Market volatility: regulators’ guidance UPDATED
A number of regulators, including the Pensions Regulator (TPR), have released statements in relation to liability-driven investments (LDI) (read more). The statements set out expectations in relation to levels of resilience to future market movements. TPR’s statement also focuses on pension scheme governance arrangements being sufficient to react quickly in stress situations, and sets out steps it expects schemes to carry out.
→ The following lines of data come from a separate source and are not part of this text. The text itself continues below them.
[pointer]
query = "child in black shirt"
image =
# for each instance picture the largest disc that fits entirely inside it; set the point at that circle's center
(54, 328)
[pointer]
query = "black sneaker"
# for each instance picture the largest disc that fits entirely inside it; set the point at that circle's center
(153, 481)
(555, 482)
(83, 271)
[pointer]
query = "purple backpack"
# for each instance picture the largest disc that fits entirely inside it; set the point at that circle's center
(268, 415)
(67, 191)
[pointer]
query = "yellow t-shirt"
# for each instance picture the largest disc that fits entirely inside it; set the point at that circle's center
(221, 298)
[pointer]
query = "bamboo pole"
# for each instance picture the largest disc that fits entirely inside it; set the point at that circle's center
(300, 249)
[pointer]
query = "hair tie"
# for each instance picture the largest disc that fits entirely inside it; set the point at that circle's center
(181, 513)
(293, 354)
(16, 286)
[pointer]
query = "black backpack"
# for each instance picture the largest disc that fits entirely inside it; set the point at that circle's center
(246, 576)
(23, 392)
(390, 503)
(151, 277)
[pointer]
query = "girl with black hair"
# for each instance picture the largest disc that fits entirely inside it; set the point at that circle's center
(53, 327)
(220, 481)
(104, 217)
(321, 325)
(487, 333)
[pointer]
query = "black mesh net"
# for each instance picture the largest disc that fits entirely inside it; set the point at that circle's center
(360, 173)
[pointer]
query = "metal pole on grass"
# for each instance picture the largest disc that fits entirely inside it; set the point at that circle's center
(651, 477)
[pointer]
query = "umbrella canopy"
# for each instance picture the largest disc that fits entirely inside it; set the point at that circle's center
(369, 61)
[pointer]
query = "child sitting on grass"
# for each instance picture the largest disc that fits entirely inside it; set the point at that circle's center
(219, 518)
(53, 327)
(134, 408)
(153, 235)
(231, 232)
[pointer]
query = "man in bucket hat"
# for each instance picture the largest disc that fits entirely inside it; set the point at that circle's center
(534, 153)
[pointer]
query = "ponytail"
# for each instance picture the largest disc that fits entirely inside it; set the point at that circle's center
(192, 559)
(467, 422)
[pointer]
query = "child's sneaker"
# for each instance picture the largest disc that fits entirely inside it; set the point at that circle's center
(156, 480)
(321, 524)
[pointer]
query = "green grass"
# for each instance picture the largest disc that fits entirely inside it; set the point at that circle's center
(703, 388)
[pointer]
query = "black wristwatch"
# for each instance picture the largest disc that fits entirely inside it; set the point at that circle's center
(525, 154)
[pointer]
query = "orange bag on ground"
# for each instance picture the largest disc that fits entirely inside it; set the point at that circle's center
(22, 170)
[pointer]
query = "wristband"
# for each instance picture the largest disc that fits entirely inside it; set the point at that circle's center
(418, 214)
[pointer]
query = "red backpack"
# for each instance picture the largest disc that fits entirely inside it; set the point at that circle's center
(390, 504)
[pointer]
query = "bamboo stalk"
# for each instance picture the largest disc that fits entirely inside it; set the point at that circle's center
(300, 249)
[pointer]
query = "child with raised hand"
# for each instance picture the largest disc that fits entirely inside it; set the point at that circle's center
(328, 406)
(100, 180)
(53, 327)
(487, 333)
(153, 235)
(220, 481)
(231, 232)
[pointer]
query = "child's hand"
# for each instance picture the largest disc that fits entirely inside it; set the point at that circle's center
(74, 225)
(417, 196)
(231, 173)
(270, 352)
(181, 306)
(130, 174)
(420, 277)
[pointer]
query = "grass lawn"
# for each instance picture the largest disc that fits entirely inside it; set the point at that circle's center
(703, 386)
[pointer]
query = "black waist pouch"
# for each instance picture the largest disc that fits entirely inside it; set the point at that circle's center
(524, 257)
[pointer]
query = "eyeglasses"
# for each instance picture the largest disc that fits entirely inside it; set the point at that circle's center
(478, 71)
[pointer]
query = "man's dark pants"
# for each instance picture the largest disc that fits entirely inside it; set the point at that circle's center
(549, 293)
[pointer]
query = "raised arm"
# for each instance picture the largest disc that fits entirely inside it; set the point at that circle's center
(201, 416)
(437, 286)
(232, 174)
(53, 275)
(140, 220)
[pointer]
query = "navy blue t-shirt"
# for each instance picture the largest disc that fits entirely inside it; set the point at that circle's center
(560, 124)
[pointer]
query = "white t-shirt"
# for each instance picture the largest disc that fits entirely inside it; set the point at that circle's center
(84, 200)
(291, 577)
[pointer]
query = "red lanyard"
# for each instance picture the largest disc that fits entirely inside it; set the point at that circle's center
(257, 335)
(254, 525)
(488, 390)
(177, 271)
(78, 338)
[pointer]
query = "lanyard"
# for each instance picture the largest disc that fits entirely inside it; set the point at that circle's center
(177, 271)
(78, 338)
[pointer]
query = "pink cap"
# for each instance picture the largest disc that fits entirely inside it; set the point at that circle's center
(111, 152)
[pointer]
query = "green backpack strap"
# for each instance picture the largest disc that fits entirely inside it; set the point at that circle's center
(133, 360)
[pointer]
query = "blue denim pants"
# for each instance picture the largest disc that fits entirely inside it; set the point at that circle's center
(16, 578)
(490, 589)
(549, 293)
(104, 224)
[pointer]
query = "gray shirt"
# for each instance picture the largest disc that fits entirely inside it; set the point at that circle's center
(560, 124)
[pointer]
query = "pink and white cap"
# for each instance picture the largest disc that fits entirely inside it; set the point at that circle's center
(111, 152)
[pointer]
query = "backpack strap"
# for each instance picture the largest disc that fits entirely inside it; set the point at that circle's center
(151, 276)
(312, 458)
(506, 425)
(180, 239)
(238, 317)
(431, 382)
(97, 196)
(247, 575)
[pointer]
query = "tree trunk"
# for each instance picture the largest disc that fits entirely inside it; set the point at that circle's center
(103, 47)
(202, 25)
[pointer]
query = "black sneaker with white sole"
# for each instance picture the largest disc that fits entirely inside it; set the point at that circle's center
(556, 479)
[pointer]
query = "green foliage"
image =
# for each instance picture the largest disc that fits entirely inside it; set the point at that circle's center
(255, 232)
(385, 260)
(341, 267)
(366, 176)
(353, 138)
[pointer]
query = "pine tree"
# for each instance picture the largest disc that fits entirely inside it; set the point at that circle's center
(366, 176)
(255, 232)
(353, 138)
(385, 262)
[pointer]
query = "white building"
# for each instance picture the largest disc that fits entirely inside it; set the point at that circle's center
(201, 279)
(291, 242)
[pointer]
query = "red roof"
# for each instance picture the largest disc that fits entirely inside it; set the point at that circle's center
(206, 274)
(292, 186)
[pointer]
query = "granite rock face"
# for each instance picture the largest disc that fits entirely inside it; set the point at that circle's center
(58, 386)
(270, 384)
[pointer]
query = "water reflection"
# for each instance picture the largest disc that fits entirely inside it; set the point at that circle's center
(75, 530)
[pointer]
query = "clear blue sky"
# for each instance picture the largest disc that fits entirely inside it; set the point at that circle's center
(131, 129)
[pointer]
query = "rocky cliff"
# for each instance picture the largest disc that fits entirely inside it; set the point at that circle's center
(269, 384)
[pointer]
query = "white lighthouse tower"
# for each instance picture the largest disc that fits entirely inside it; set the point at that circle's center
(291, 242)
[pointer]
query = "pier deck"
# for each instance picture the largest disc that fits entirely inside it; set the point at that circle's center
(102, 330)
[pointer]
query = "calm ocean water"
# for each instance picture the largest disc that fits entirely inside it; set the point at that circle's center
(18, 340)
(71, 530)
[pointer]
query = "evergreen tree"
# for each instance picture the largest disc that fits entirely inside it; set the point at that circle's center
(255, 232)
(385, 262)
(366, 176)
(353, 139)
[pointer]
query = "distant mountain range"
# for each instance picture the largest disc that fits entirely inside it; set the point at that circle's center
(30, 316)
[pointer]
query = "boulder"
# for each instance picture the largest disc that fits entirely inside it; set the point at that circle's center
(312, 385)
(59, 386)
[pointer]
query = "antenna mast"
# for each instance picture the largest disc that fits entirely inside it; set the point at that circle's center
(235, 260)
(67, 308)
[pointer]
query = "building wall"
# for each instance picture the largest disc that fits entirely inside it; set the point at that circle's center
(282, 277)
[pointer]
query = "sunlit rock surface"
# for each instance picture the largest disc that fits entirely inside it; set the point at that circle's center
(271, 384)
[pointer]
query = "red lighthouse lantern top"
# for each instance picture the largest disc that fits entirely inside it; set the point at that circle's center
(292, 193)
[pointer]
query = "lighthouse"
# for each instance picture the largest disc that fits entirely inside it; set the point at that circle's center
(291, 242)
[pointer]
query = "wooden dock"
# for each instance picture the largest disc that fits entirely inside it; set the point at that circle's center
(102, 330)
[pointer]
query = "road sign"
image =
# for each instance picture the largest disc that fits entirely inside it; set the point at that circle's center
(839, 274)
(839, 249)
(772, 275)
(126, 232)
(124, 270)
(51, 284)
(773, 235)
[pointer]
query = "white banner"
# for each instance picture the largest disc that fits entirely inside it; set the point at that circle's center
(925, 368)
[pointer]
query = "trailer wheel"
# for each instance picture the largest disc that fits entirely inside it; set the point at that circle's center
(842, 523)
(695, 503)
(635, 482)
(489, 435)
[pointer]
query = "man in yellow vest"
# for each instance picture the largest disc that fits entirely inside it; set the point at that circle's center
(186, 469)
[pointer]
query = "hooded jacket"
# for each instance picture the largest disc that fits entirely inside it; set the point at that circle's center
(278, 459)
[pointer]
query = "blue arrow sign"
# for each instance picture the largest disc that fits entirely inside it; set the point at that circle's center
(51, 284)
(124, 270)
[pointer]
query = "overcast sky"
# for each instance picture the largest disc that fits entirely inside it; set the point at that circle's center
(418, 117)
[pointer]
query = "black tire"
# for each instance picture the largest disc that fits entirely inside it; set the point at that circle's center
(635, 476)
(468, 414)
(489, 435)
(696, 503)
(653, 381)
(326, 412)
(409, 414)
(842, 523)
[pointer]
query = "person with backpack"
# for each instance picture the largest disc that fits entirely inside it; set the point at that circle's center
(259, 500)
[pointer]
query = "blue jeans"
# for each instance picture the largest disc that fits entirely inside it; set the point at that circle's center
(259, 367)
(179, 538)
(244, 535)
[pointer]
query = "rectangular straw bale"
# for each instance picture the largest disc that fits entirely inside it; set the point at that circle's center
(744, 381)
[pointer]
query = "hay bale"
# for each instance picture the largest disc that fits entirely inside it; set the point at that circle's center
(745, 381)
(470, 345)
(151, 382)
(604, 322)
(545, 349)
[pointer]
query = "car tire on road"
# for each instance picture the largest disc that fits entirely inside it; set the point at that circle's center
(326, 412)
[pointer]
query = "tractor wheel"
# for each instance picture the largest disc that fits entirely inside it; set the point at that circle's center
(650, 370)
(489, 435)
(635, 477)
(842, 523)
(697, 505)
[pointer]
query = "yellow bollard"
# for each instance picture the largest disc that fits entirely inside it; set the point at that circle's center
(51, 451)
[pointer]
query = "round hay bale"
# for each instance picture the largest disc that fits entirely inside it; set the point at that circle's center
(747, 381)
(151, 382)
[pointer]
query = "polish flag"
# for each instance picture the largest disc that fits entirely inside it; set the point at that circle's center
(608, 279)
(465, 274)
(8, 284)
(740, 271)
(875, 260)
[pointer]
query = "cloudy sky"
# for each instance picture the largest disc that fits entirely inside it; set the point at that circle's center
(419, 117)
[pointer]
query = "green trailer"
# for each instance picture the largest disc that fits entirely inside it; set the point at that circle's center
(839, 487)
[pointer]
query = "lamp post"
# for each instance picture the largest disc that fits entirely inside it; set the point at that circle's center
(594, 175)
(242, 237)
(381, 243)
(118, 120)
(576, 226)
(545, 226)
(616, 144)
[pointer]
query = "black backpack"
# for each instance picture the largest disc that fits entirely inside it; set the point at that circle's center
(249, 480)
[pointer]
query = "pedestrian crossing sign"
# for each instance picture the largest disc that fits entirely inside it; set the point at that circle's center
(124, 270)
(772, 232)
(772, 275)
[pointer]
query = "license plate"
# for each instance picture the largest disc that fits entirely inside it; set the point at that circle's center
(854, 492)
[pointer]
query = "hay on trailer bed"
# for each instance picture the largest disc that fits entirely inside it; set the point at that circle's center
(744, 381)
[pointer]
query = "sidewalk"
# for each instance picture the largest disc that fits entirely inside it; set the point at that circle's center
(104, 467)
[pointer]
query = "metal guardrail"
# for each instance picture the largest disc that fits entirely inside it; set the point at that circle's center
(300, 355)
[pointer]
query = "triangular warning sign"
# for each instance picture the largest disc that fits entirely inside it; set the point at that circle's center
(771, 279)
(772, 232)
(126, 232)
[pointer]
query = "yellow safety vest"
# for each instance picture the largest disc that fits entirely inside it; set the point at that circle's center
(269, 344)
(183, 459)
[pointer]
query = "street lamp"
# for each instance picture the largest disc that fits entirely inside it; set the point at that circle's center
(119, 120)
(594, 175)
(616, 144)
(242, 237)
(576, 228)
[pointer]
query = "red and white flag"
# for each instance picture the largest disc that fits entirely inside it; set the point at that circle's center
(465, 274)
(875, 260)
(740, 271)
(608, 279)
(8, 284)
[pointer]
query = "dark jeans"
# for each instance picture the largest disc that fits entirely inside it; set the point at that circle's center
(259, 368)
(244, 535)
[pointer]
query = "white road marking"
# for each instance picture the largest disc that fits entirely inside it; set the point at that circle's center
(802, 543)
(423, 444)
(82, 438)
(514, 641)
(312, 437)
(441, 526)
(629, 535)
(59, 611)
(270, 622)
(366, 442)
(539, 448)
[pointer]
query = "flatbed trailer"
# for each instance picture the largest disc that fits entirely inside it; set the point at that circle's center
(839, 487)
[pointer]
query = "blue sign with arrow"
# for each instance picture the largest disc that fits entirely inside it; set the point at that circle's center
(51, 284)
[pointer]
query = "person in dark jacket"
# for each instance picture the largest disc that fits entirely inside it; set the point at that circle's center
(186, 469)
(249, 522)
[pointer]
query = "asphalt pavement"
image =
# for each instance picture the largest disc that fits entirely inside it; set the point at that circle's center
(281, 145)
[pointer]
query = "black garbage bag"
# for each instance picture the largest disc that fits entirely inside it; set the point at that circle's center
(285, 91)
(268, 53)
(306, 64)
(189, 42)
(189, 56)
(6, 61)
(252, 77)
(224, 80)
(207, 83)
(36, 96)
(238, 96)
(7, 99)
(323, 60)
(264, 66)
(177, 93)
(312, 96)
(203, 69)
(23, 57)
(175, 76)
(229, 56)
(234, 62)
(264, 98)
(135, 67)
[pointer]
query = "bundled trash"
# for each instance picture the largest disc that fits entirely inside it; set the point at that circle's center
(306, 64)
This follows on from TPR’s October statement for trustees on managing investment and liquidity risk (read more).
ACTION: Read the statements and consider any scheme-specific implications, including which actions may apply to your scheme.
Dashboards developments UPDATED
Regulations setting out the requirements for dashboards and schemes interacting with them, including the staging deadlines for connection to the dashboards ecosystem, have been approved (read more), following a response to the second consultation on those regulations (read more). The Pensions Dashboards Programme has published a revised suite of standards (read more), along with responses to consultation on those standards (read more); a new consultation on design standards (read more); and an at-a-glance guide to the staging timetable (read more). In addition, sections of the Pension Schemes Act 2021 relating to dashboards have now been brought into force (read more); the government has finalised guidance for schemes considering applying for deferral of their connection deadline (read more); and TPR has published a draft dashboards compliance and enforcement policy for consultation (read more).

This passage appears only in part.